I once heard someone once describe engagement rings as the promise of marriage and the wedding band as the fulfillment of that promise.  Indeed, both rings are special symbols of love and commitment.  Yet, for me, the “promise” and the “fulfillment” are special in very different ways.  

Engagement rings are publicly special.  Designed to be seen and shown off, they’re gorgeous, flashy, protruding announcements of a proposal and a sparkly message of “Sorry, I’m taken” to the world.  Extrinsically valued, we celebrate engagement rings as we celebrate engagements. I love seeing relationship statuses changed to “engaged” on Facebook with corresponding ring pictures; I smile watching YouTube videos of surprise proposals; and I happily read gossip magazines’ articles advertising "all the details" on celebrity engagement rings.  

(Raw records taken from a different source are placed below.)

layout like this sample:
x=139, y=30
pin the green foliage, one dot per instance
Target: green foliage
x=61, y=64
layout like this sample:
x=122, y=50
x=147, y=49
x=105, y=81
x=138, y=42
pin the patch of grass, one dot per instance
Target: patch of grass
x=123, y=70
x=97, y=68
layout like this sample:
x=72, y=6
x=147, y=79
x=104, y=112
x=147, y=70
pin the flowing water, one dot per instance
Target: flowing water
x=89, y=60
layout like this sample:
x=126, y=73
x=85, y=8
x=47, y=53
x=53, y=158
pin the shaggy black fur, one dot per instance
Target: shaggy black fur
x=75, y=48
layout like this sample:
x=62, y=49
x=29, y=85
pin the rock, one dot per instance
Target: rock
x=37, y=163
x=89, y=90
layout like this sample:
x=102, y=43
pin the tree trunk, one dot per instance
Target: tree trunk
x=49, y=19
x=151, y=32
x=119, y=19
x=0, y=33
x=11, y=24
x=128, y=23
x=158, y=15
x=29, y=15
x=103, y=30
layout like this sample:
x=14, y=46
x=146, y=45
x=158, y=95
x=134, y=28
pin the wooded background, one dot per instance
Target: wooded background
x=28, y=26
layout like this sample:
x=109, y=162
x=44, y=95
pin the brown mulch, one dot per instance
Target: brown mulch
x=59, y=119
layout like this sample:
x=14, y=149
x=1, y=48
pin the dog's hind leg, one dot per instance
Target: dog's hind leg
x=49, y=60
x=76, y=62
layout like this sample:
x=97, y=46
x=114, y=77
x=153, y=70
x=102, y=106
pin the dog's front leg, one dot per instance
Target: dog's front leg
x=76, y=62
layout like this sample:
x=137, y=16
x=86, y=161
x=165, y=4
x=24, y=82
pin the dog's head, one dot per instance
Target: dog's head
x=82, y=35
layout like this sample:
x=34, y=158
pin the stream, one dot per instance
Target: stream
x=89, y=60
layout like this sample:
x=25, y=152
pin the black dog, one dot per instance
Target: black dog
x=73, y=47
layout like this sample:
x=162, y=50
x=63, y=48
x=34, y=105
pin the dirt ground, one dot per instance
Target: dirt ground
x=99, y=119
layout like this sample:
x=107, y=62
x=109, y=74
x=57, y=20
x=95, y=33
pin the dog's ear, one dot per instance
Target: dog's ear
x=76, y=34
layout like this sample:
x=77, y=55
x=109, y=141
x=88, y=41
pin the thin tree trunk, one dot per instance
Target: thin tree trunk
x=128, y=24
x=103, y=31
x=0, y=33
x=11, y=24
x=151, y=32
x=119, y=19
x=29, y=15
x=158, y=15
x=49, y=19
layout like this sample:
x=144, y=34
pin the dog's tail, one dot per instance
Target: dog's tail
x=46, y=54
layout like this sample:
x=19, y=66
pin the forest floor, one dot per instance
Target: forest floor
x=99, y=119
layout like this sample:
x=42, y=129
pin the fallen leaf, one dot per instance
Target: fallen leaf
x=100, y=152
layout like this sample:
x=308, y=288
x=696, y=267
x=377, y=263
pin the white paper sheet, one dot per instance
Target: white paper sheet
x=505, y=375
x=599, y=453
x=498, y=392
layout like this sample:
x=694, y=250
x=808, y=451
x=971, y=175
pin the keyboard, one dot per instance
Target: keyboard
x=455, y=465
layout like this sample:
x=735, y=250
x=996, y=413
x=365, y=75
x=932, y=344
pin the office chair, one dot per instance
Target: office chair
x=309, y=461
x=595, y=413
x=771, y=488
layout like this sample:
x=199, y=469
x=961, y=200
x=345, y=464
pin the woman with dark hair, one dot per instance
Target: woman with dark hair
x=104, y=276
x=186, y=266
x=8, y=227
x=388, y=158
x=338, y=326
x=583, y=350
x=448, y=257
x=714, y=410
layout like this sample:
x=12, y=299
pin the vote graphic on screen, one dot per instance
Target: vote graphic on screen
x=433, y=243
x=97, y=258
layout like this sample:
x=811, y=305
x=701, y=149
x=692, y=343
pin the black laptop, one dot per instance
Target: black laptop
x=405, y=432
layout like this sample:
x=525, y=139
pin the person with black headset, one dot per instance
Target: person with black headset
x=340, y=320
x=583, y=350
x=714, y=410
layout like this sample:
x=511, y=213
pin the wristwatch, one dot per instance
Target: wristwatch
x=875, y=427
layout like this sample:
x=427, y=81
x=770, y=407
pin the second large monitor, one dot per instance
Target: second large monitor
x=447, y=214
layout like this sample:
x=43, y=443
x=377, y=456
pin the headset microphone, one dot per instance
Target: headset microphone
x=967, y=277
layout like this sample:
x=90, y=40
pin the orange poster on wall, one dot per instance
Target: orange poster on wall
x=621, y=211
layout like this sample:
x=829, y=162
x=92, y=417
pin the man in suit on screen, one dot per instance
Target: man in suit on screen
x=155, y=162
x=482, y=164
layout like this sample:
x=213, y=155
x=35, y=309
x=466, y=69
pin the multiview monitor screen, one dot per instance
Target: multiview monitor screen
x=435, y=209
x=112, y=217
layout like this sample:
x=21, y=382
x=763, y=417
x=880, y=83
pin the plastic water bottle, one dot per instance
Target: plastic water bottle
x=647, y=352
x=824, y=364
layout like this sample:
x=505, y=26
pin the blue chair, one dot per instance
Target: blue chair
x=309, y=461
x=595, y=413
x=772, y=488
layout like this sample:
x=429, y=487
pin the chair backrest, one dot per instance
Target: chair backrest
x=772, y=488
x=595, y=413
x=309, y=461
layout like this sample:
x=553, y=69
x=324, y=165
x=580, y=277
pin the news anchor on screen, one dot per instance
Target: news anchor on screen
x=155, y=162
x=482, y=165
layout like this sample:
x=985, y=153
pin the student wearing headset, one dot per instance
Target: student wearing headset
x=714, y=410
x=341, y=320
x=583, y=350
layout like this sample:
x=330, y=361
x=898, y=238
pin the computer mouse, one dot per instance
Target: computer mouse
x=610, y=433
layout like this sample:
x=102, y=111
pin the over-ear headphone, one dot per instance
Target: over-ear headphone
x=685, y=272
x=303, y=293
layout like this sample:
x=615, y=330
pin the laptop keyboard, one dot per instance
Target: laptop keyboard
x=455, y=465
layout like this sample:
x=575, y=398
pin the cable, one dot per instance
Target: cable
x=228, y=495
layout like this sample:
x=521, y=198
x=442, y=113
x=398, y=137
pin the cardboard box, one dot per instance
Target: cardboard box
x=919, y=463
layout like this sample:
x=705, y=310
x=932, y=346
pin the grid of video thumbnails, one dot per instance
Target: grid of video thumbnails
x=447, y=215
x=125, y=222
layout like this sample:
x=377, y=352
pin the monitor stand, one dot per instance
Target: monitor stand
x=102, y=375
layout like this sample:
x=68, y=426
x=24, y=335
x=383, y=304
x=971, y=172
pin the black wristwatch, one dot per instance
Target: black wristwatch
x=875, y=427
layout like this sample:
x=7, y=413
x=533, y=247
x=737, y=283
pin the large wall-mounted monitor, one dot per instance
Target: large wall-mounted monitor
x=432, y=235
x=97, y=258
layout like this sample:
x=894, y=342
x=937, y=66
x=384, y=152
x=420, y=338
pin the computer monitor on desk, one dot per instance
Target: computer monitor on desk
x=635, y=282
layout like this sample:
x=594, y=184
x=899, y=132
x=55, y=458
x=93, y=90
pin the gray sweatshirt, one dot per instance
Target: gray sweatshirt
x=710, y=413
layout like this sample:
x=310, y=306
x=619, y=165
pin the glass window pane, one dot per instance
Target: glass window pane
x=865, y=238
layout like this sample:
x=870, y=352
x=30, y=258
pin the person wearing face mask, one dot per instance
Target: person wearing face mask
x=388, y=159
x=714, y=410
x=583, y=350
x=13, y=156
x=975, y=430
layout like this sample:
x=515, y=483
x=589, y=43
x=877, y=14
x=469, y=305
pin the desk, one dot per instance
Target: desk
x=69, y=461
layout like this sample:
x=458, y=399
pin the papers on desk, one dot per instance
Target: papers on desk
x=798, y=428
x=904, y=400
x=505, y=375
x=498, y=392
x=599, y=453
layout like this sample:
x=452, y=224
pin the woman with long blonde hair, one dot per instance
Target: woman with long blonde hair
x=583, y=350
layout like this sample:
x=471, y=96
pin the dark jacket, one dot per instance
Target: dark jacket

But I won’t remember what Drew Barrymore’s engagement ring looks like, and I’m sure I’ll forget about Jessica Biel’s ring whenever she finally decides to wear it out in public.  The ring I remember the most belonged to a professor in college.  He had one of the thinnest gold wedding bands I’d ever seen.  It communicated promises without pretension, love without wealth, and commitment without status. I thought it was beautiful.  Unpolluted by vanity, his ring was a symbol of his marriage in its purest form.

And that’s the beauty of the wedding band.  In contrast with the public gaze towards engagement rings, wedding bands are privately special. They may be exchanged in front of an audience, but their simplicity does not demand public attention.  No one notices them like they do engagement rings, and no one grabs your hand excitedly to see your new wedding band.  Rather, like the uniqueness of the love between spouses, wedding bands’ specialness can only be understood by the wearers.

So I guess that’s the real reason I sometimes prefer to wear my wedding band by itself nowadays - because its value is intrinsic.  Within its precious metal is something even more precious: the blessings of our families and friends and the private vows Ian and I pledged to each other on our wedding day, all imbuing a specialness even the largest diamond couldn’t match.  

But I suppose I can wear my engagement ring freely now that you know that, even though my diamond gets all the attention, it’s the thin band underneath that really matters.